As platelet activation is an irreversible and potentially harmful event, platelet stimulatory signaling must be tightly regulated to ensure the filtering-out of inconsequential fluctuations of agonist concentrations in the vascular milieu. Herein, we show that platelet activation via G protein-coupled receptors is gradient-dependent that is determined not only by agonist concentrations per se but also by how rapidly concentrations change over time. We demonstrate that gradient-dependent inhibition is a common feature of all major platelet stimulatory G protein-coupled receptors, while platelet activation via the non- G protein- coupled receptor glycoprotein VI is strictly concentration-dependent.

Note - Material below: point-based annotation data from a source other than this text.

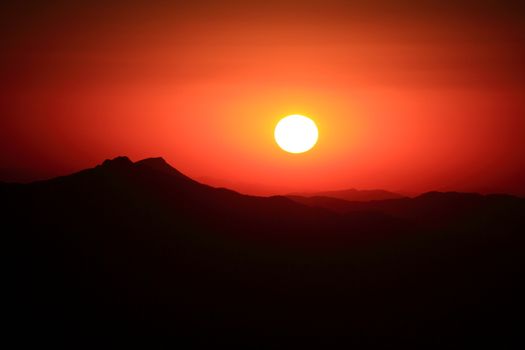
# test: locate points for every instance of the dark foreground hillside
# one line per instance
(138, 246)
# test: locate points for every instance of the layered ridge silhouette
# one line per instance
(139, 245)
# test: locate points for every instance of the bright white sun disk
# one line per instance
(296, 133)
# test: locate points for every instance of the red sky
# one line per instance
(408, 96)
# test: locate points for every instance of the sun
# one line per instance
(296, 133)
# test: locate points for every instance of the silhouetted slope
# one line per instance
(440, 208)
(353, 195)
(139, 246)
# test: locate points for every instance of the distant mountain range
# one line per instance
(352, 195)
(139, 246)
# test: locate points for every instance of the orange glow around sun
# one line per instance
(403, 99)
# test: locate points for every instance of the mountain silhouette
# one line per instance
(139, 246)
(352, 194)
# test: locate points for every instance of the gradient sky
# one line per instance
(408, 96)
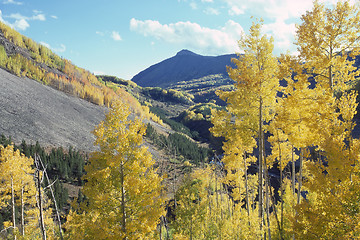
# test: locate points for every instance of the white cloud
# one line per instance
(192, 35)
(60, 49)
(193, 5)
(211, 11)
(12, 2)
(22, 22)
(282, 32)
(280, 16)
(116, 36)
(40, 17)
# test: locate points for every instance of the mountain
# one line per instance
(34, 112)
(184, 66)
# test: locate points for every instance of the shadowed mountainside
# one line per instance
(185, 66)
(32, 111)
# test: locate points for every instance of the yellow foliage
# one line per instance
(123, 189)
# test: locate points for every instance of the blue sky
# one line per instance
(123, 37)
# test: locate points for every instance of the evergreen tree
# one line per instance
(122, 189)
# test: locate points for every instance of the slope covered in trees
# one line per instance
(300, 130)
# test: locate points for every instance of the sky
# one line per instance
(123, 37)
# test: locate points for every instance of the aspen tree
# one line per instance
(328, 39)
(18, 187)
(123, 190)
(253, 100)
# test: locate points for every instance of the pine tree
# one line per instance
(123, 191)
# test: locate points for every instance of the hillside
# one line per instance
(184, 66)
(34, 112)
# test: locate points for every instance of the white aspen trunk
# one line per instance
(261, 148)
(13, 206)
(300, 177)
(293, 171)
(42, 225)
(53, 197)
(22, 210)
(123, 218)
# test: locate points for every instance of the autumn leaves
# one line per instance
(311, 123)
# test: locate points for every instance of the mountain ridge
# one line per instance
(184, 66)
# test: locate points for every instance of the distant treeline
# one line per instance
(179, 145)
(61, 165)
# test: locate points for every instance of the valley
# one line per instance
(236, 146)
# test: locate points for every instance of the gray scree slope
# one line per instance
(35, 112)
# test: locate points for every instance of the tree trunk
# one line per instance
(53, 197)
(267, 202)
(22, 211)
(42, 225)
(13, 206)
(246, 188)
(293, 171)
(261, 154)
(300, 176)
(123, 218)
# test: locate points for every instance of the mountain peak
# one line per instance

By systematically characterizing the effects of variations in temporal agonist concentration gradients on different aspects of platelet activation, we demonstrate that gradient-dependent inhibition of protease-activated receptors exhibit different kinetics, with platelet activation occurring at lower agonist gradients for protease-activated receptor 4 than for protease-activated receptor 1, but share a characteristic bimodal effect distribution, as gradient-dependent inhibition increases over a narrow range of gradients, below which aggregation and granule secretion is effectively shut off. In contrast, the effects of gradient-dependent inhibition on platelet activation via adenosine diphosphate and thromboxane receptors increase incrementally over a large range of gradients. Further, depending on the affected activation pathway, gradient- dependent inhibition results in different degrees of refractoriness to subsequent autologous agonist stimulation. Mechanistically, our study identifies an important role for the cyclic adenosine monophosphate-dependent pathway in gradient-dependent inhibition. Together, our findings suggest that gradient-dependent inhibition may represent a new general mechanism for hemostatic regulation in platelets.

Item Type:Article
Divisions:Interdisciplinary centres and themes > Institute for Cardiovascular and Metabolic Research (ICMR)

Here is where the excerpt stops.